New MacBook Pros With Soldered SSDs

There has been a lot of controversy surrounding Apple’s 2016 MacBook Pros. This is despite the fact that these devices are all top on the list when compared to other devices in the market. Some users feel that the devices don’t have enough ports while others feel that the Touch Bar is not as practical as it should be. After a recent teardown by iFixit, you’ll be sad to discover a new and bigger problem: a soldered MacBook Pro non-removable SSD.

It’s easy to turn a blind eye on the issue of ports because you will always find plenty of cheap workarounds in form of adapters that you can use to connect almost anything. On the other hand, the replacement of the function row of keys with a Touch Bar is actually not a bad idea considering the massive potential once developers fully incorporate it into their apps. However, a non-removable SSD is just as bad as it can get.
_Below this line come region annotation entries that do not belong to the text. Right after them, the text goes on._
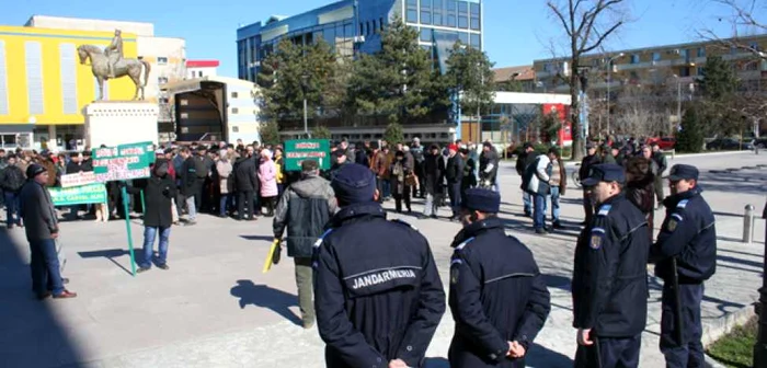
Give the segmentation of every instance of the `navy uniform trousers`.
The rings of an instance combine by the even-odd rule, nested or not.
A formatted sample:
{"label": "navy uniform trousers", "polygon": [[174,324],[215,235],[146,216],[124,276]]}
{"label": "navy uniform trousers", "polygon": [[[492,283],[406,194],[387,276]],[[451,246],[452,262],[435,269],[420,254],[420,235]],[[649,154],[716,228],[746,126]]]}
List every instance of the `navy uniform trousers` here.
{"label": "navy uniform trousers", "polygon": [[703,367],[703,345],[700,338],[703,327],[700,322],[700,302],[703,298],[703,284],[679,285],[679,299],[682,299],[683,334],[682,344],[676,341],[674,330],[676,327],[676,297],[671,283],[663,286],[661,314],[661,353],[666,357],[668,368],[696,368]]}
{"label": "navy uniform trousers", "polygon": [[580,346],[575,353],[575,368],[636,368],[642,334],[633,337],[597,337],[594,345]]}

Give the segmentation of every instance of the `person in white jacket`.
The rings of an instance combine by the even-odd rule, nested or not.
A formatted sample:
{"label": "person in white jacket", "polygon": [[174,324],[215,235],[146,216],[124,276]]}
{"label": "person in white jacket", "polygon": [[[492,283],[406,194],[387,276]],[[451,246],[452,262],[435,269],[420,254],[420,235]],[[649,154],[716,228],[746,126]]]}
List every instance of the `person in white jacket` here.
{"label": "person in white jacket", "polygon": [[533,196],[533,226],[536,233],[546,234],[546,196],[551,192],[551,160],[557,159],[557,148],[552,147],[546,154],[536,158],[535,171],[525,189]]}

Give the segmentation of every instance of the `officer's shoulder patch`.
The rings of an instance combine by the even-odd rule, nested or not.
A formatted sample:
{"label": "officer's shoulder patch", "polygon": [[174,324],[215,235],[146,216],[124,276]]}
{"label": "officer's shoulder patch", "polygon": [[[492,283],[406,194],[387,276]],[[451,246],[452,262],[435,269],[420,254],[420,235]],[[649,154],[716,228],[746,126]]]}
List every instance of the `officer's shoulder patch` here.
{"label": "officer's shoulder patch", "polygon": [[588,242],[588,246],[593,250],[598,250],[602,248],[602,241],[605,239],[605,229],[604,228],[593,228],[592,229],[592,239]]}
{"label": "officer's shoulder patch", "polygon": [[401,219],[393,219],[393,220],[391,220],[391,222],[399,223],[399,225],[404,225],[404,226],[407,226],[407,227],[409,227],[409,228],[411,228],[411,229],[413,229],[413,230],[415,230],[415,231],[419,231],[419,228],[416,228],[416,227],[412,226],[410,222],[403,221],[403,220],[401,220]]}
{"label": "officer's shoulder patch", "polygon": [[320,245],[322,245],[322,241],[324,241],[325,237],[328,237],[331,232],[333,232],[333,228],[325,230],[325,232],[323,232],[322,235],[320,235],[320,238],[314,242],[314,248],[320,248]]}
{"label": "officer's shoulder patch", "polygon": [[460,243],[460,244],[458,244],[458,246],[456,246],[456,251],[462,250],[467,244],[471,243],[472,240],[474,240],[474,237],[471,237],[471,238],[465,240],[462,243]]}

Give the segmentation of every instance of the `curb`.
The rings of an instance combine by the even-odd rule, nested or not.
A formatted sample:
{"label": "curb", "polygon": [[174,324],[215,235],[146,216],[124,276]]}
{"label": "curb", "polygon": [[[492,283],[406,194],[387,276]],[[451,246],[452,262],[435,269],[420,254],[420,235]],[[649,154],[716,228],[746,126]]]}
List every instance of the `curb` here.
{"label": "curb", "polygon": [[[748,319],[755,317],[755,308],[753,304],[743,307],[741,310],[720,317],[703,325],[703,335],[700,341],[703,344],[703,349],[713,344],[719,337],[730,333],[735,326],[744,324]],[[725,368],[712,357],[706,354],[706,365],[712,368]]]}

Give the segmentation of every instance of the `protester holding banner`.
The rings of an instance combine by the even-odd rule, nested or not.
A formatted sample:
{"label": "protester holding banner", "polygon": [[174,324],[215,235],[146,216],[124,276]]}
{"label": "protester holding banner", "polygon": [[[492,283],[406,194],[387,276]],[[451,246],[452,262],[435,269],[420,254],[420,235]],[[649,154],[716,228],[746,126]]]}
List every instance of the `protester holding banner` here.
{"label": "protester holding banner", "polygon": [[45,188],[48,172],[38,164],[26,169],[27,182],[21,189],[21,216],[26,227],[26,239],[32,251],[30,268],[32,289],[38,299],[75,298],[76,292],[64,288],[68,280],[61,277],[56,252],[58,221],[54,203]]}

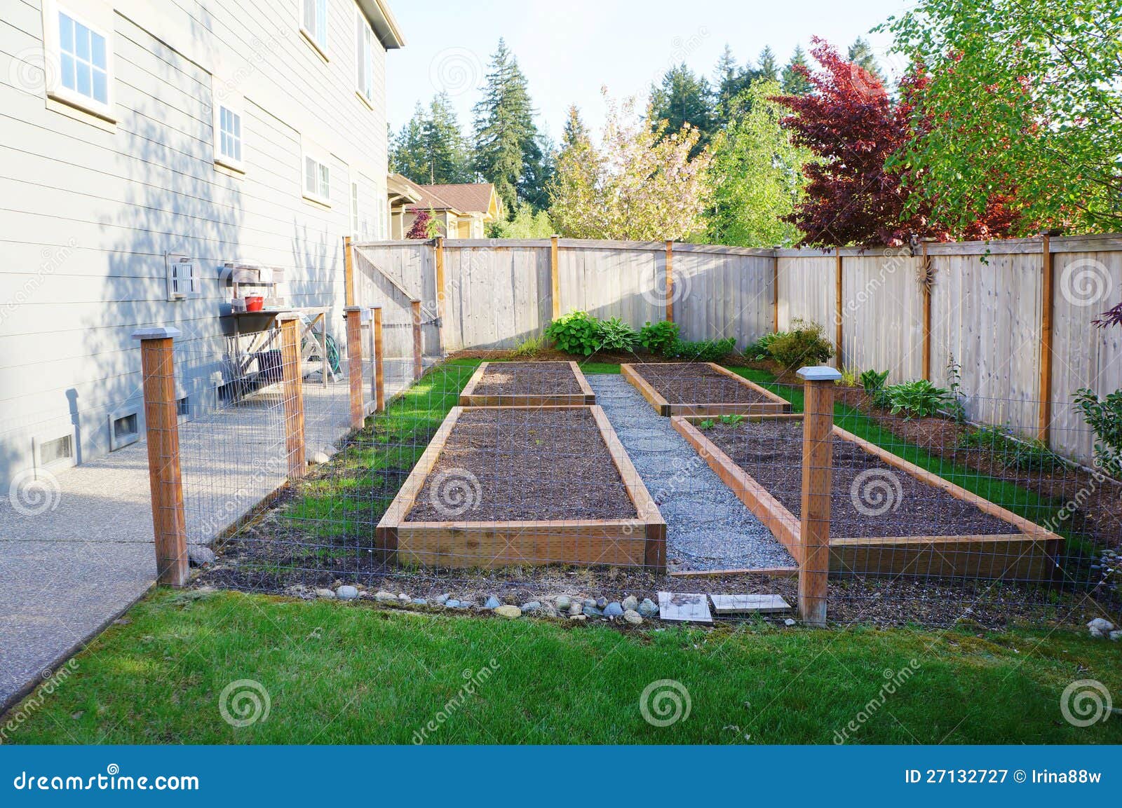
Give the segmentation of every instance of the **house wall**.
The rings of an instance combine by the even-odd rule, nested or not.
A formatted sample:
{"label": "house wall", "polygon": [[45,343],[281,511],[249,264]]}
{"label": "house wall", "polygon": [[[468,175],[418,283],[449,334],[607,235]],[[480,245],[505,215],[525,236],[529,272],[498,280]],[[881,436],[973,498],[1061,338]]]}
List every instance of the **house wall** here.
{"label": "house wall", "polygon": [[[193,406],[213,397],[230,331],[226,261],[283,267],[289,304],[331,306],[341,337],[350,183],[369,215],[386,196],[385,50],[375,38],[371,109],[356,93],[353,0],[328,2],[328,59],[300,32],[300,0],[61,6],[110,35],[116,123],[46,97],[40,0],[4,0],[3,485],[31,465],[36,436],[75,431],[79,461],[109,451],[109,414],[140,402],[137,327],[180,328],[178,384]],[[242,108],[243,174],[214,162],[215,86]],[[331,168],[330,205],[302,195],[312,143]],[[384,238],[385,216],[373,217]],[[165,252],[199,262],[199,297],[167,300]]]}

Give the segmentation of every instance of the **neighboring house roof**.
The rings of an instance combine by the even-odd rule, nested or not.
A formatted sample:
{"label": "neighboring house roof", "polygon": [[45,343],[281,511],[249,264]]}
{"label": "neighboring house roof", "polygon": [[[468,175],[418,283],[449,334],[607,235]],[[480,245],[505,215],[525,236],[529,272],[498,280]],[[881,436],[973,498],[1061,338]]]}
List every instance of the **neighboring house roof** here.
{"label": "neighboring house roof", "polygon": [[424,197],[411,211],[453,211],[454,213],[481,213],[485,219],[497,219],[498,194],[490,183],[463,183],[459,185],[417,185]]}
{"label": "neighboring house roof", "polygon": [[402,29],[397,27],[397,20],[394,19],[385,0],[358,0],[358,6],[370,21],[374,32],[378,35],[381,47],[392,50],[405,44]]}

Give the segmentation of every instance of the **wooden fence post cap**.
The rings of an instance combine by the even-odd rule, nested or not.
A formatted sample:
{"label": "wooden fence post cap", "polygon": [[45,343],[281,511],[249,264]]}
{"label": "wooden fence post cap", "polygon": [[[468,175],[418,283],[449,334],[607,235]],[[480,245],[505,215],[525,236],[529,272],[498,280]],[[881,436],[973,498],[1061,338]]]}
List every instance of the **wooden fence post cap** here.
{"label": "wooden fence post cap", "polygon": [[137,328],[132,332],[134,340],[175,340],[182,336],[183,332],[171,326],[154,326],[151,328]]}
{"label": "wooden fence post cap", "polygon": [[842,378],[842,374],[829,365],[819,364],[800,368],[798,377],[803,381],[837,381]]}

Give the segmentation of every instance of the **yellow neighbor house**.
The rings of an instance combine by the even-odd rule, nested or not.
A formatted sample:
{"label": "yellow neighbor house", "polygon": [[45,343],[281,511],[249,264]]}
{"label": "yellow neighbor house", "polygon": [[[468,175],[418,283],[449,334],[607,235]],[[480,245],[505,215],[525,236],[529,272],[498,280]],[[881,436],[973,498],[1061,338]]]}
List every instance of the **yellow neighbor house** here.
{"label": "yellow neighbor house", "polygon": [[[390,239],[404,239],[422,211],[429,211],[436,220],[441,235],[486,239],[487,225],[498,221],[503,212],[503,203],[490,183],[417,185],[394,174],[390,185],[399,191],[396,206],[390,206]],[[420,198],[405,201],[414,196]]]}

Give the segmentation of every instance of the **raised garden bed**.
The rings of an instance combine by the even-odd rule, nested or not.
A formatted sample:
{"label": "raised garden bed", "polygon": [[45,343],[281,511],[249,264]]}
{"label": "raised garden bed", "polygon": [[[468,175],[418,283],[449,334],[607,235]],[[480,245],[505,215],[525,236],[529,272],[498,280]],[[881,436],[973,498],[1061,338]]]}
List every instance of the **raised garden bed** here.
{"label": "raised garden bed", "polygon": [[712,362],[622,364],[619,372],[661,416],[791,411],[785,399]]}
{"label": "raised garden bed", "polygon": [[604,411],[453,407],[375,531],[426,567],[665,569],[666,526]]}
{"label": "raised garden bed", "polygon": [[576,362],[484,362],[460,393],[461,407],[592,405]]}
{"label": "raised garden bed", "polygon": [[[800,564],[802,419],[677,429]],[[837,426],[830,570],[1046,582],[1063,539]]]}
The sad bit is that this affects both the 13 inch and 15 inch MacBooks that come with the Touch Bar. For some reason Apple chose to include removable SSDs in the new 13 inch MacBook Pro without the Touch Bar.
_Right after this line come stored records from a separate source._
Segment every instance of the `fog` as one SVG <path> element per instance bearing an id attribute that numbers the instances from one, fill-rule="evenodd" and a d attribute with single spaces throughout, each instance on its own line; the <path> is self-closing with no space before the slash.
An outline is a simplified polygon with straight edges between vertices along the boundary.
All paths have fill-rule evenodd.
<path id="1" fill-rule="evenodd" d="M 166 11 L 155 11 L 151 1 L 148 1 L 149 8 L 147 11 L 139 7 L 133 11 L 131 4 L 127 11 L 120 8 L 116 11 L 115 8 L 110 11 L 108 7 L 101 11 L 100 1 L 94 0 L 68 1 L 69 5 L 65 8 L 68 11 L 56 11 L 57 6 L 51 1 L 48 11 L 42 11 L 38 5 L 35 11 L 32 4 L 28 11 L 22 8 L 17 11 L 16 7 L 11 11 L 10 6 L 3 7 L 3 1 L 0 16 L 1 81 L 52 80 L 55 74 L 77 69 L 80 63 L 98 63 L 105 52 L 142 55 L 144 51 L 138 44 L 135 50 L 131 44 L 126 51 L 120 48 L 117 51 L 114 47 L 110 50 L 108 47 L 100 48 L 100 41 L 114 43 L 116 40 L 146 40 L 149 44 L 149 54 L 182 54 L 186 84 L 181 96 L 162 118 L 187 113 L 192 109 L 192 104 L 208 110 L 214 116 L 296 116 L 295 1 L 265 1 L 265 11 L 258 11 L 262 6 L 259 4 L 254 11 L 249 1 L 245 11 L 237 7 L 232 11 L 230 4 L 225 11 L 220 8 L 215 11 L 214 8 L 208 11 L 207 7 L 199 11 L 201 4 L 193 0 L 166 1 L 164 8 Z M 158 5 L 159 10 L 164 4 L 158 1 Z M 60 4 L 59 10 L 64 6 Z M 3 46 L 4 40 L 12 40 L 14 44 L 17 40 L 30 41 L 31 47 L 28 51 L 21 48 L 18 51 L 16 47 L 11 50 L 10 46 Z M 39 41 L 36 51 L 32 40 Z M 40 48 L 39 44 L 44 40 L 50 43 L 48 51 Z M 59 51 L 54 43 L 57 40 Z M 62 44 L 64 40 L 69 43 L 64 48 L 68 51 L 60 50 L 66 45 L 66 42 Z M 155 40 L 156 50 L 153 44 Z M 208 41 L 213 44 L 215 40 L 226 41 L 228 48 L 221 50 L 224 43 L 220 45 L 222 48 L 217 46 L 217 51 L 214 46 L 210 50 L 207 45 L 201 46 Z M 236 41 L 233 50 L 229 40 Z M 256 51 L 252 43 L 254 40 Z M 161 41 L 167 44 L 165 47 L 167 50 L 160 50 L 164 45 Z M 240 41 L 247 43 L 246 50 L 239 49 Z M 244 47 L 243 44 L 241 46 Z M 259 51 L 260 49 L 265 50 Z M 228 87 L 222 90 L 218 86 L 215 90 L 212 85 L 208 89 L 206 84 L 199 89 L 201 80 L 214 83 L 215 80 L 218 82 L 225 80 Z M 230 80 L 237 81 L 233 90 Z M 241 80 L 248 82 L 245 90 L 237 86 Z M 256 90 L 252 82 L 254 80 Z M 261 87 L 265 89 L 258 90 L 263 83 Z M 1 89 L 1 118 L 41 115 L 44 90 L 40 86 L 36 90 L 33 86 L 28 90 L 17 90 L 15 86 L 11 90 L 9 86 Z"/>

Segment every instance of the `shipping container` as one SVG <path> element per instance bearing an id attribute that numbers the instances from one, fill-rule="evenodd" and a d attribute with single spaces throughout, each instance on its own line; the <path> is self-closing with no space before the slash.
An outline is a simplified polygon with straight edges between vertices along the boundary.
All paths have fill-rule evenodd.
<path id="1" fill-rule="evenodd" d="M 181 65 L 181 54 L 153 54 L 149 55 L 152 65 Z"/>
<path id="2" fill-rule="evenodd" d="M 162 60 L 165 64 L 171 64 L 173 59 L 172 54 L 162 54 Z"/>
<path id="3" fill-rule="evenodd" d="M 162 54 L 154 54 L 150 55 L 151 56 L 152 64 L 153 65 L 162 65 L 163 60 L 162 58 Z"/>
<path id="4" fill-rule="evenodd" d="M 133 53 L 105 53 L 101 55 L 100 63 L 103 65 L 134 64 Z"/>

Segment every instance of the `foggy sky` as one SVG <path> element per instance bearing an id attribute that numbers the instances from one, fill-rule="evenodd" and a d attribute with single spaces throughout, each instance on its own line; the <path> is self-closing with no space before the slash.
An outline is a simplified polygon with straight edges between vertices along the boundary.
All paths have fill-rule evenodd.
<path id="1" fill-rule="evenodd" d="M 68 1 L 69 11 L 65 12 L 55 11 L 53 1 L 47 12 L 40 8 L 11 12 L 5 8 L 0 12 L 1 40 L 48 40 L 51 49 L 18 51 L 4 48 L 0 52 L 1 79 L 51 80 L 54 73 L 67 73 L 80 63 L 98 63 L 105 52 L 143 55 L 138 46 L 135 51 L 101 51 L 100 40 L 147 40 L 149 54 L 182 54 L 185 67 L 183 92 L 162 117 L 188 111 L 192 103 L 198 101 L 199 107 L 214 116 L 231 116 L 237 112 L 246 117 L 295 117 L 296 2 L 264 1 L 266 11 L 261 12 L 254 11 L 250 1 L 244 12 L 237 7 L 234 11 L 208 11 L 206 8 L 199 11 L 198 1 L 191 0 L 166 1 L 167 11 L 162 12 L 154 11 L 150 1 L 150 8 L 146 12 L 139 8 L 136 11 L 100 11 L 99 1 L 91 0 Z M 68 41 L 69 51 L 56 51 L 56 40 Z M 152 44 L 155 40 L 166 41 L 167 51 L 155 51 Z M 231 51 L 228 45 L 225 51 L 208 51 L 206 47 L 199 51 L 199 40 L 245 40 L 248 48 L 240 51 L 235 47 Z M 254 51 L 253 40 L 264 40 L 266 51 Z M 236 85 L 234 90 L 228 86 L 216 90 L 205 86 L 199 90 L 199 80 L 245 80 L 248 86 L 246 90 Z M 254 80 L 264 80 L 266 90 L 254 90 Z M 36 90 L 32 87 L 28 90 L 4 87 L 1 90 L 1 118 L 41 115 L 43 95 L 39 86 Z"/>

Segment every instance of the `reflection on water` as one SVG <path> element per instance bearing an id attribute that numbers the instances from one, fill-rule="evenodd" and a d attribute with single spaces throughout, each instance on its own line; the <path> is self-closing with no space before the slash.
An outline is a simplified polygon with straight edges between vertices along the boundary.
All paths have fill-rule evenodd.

No silver lining on this one

The problems that come with this design change are numerous. For starters, if you need to upgrade your storage, this will be a dead end for you. You’ll have to get rid of the laptop and get one with larger storage capacity.

When using an old MacBook, if something failed, you would only need to remove the SSD, place it in an enclosure and connect it to another computer. You would then go ahead and access all your data and recover everything that needed to be recovered. If this happens to you on the new MacBook Pro, your only way out is visiting an Apple Store.

In the teardown, iFixit also found a connector that isn’t plugged anywhere. They called it “the connector to nowhere”. Apparently, this connector is the pathway to accessing the MacBook Pro non-removable SSD when something else goes wrong with the MacBook.

macbook pro non-removable ssd connector
The connector to nowhere

In other words, that connector is what they intend to use for data recovery. Unfortunately, you can’t use it yourself. You can now strike out data recovery from the list of DIY projects that you can do on a MacBook Pro.

The only way out if you own one of these devices is to pay more attention to regular backups.